In the off season of 2001, it looked as though the Oakland Athletics’ era was over. The team lost three impactful players in their lineup: Jason Giambi, Johnny Damon, and Jason Isringhausen. Now, none of you may know these names, however these ballplayers were the only hope for the club to make it to the playoffs. Re-signing these players seemed hopeless since the Athletics were not able to offer the “Walmart price match guarantee” on contracts these players received from the New York Yankees or the Boston Red Sox--baseball powerhouses. To put the Athletic's salary into perspective, the New York Yankees’ had $125,928,553 to work with, and Oakland had a pathetic, $39,679,746 to pay their players. This is Moneyball, the ridiculous amount of money some organizations have at their disposal to buy the best players and tip the scales of baseball in their favor. Consequently, the Athletics managed to scrape together replacements with their inferior budget and acquired a really old David Justice, a disabled Scott Hatteberg, and an unknown Ray Durham. These new additions led the team to a historical win streak of 20 games and a spot in the playoffs, a finish no one expected. How were they able to do this? By playing the numbers.

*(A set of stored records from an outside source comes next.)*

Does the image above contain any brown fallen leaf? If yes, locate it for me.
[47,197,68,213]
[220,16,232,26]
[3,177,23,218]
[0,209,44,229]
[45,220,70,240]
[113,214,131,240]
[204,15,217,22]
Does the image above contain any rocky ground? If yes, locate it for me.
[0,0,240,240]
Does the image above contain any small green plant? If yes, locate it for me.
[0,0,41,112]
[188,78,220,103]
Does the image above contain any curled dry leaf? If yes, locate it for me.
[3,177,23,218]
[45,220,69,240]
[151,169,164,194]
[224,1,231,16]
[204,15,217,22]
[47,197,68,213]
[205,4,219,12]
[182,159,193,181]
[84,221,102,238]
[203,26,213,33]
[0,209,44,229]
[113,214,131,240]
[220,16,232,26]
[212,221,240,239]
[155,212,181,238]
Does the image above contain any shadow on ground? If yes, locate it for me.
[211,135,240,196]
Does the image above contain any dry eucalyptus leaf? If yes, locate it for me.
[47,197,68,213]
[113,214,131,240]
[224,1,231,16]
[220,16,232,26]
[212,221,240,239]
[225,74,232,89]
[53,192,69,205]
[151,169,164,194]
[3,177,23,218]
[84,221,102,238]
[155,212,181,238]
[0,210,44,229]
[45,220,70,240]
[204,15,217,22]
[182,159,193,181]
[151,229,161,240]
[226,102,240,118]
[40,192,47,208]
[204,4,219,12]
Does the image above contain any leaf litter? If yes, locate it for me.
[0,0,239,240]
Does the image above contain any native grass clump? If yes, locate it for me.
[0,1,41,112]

Billy Beane was the general manager for the Oakland Athletics that season, and he was the key factor that led to the shocking success of the ball club. Beane used an original strategy to pick the replacements of Giambi, Damon, and Isringhausen. Up until this point most guys were brought up to the show because of their raw talent in a game, and pro scouts would determine if the player was it. Practically, the only numbers teams used were batting average and how many home runs they hit. The really flashy stuff. However Beane had another strategy, he used a technique that would evaluate players purely based on their on base percentages (OBP) and other statistics nobody has even considered before. Hypothetically, if a player gets on base the team has a significantly higher chance of acquiring a run that inning, just because of the player being on base (he can’t score if he isn’t on there); that chance is all you need to significantly increase your chances of winning the game all for the price of off-brand Nike cleats. “Your goal shouldn't be to buy players, your goal should be to buy wins. And in order to buy wins, you need to buy runs”, this quote from the book sums up Billy Beane’s strategy completely. Using this scheme, Beane bought players that the public eye despised or didn’t even know, but eventually these were the players that carried Oakland to first place in their division. In a way, losing Giambi, Damon, and Isringhausen was a blessing in disguise for Beane and for baseball.

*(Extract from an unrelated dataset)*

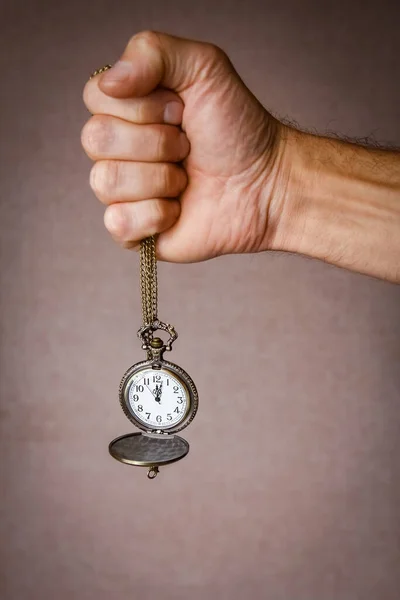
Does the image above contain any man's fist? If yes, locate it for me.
[82,31,287,262]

The principal reason why Michael Lewis, the author of Moneyball, calls baseball an unfair game is the money disparities between baseball organizations, such as the one between the A’s and Yankees. The Yankees had more than enough money to pay for solid gold baseball bats while buying out Jason Giambi or Johnny Damon. And the Oakland A’s were left with the rejects of major league baseball, the rock-bottom players that most baseball clubs looked over. Despite that, both teams finished their season in the first round of playoffs. Baseball managers thought the only way for their team to win was to pay the most money for the most popular and best guys. But for teams that don’t have the success or don’t reside in popular rich cities, buying out players isn’t an option. Beane opened the door for teams, the ones who can’t pay tens of millions for an athletic anomaly like Lebron, to win, just by looking at all the numbers in baseball. The goal is not spending all your money on the best, but using your money to build a team that wins consistently enough to get a spot in the playoffs. The most cost-effective way.

An example of the crazy amounts of money in baseball today would the Los Angeles Angels. Since its LA, the team has an incredibly high payroll and offers large quantities of money to their players. A few years back, the Los Angeles Angels invested heavily on Robert Pujols, signing him to a 10-year, $240-million deal back in 2011; some consider this deal to be the worst in baseball. He may be a good power hitter (gets a good amount of home runs) and a first baseman that gets the job done, but his performance on the field is nowhere close to his towering contract. Today, there are hardly any players that are worth their high contracts. Moneyball has evolved baseball into a sport that values specific players and extravagantly large contracts, even though at the heart of the game, it's part of being a team. Baseball requires a solid bullpen, great defense, and players that can get on base. Obtaining one spectacular hitter that has the highest batting average cannot lead a team to a world series title. Billy Beane’s strategy of securing players based on OBP and synergy set a historical run in baseball history, exposing the flaws of an overvalued system that cares too much about pleasing its fans only with the biggest names in sports.